Other words of wisdom…
First of all, establish yourself as the leader! In order to learn this, both of you will probably need to enrol in a dog obedience class. This will also help your dog in the socialization game. He may misbehave during the first few classes, but before you know it, he’ll be the star pupil. How does this affect the dog’s destructive behaviour when you leave him alone? Since you are the leader of the pack, the dog accepts the idea that you are leaving. He does not question your authority!
In the beginning, confine your dog to a crate when you are away. This has two advantages. The first is that your dog does not have the opportunity to destroy your house. The second is that your dog actually feels comfortable and secure in the crate. The crate must be large enough for your dog to turn around and stand up.

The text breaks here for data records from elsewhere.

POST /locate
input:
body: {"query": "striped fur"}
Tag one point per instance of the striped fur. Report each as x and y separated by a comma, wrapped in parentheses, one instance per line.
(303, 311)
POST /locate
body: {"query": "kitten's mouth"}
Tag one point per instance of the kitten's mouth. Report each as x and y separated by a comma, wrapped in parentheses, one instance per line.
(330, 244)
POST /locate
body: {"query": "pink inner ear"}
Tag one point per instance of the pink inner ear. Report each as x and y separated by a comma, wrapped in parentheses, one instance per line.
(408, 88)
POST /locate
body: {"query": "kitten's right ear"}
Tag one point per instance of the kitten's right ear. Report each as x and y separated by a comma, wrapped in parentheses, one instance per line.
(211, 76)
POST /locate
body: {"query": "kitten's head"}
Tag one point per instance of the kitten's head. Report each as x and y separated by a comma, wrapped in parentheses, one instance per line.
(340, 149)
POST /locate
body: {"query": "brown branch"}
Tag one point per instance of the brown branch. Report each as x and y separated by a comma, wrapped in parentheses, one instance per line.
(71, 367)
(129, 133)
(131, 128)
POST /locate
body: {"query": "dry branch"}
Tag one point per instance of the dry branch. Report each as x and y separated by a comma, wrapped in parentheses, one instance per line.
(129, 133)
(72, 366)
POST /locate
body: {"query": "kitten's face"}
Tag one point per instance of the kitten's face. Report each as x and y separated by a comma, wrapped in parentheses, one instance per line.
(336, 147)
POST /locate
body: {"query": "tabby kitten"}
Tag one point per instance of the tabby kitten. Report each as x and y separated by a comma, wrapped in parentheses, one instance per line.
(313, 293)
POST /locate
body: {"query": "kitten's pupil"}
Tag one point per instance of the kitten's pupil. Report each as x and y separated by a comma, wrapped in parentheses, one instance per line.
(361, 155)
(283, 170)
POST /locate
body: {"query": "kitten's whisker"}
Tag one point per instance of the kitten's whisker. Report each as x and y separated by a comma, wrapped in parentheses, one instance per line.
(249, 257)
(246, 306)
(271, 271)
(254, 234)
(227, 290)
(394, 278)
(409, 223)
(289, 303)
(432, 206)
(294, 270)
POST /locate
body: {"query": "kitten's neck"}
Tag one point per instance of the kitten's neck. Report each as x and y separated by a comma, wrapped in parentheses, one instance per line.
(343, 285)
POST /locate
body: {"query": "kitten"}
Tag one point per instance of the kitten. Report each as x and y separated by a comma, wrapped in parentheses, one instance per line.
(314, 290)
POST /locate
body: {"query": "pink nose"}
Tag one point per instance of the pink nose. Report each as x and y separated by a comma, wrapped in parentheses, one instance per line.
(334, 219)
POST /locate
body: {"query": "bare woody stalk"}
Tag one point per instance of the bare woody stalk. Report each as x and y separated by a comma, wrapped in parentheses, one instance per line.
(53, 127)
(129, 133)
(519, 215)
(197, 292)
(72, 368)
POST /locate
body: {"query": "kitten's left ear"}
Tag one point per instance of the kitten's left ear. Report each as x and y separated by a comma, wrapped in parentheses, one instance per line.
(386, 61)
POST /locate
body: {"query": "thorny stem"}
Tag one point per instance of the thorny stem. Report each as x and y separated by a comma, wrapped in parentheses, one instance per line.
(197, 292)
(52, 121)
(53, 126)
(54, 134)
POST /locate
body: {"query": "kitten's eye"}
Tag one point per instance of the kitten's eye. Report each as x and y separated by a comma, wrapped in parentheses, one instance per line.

When you leave, turn on a radio. A talk show is the best type of program. A tape recording of your voice is even better. The radio or the tape recorder should be placed in the bedroom with the door closed (any room as long as the dog cannot enter). Since most destructive behaviour occurs during the first hour, you only need a voice recording that lasts slightly more than an hour.
Plan your departures. Before leaving your residence, give your dog a treat. A chewy bone packed with his favourite treat works very well. This should distract your dog long enough for you to leave. Leave quickly and quietly! Do not say goodbye! When you return, give him another treat. By doing this, coming and going are not so traumatic.
Practice your departures. As mentioned earlier, the most difficult time for your dog is the first hour that he is left alone. Practice leaving and entering. Take your dog out of his crate, put your coat on, and then walk out the door. Return immediately. Greet your dog calmly or don’t greet him at all. If he is excited, completely ignore him. Repeat the same exercise; however, this time stay out longer. Continue with this exercise until you are comfortable leaving him alone for an entire hour. This may take several weeks to perfect.
Your dog must have regular, planned exercise. This exercise relieves stress and tension. Just like feeding time, your dog needs a specific time for exercise. Dogs like routine. Feed and exercise your dog at the same times every day. They are creatures of habit.
Curing “separation anxiety” is very difficult. It is definitely one of the most challenging behaviour problems in dogs. Enrolling in a good obedience-training course is the first step to take.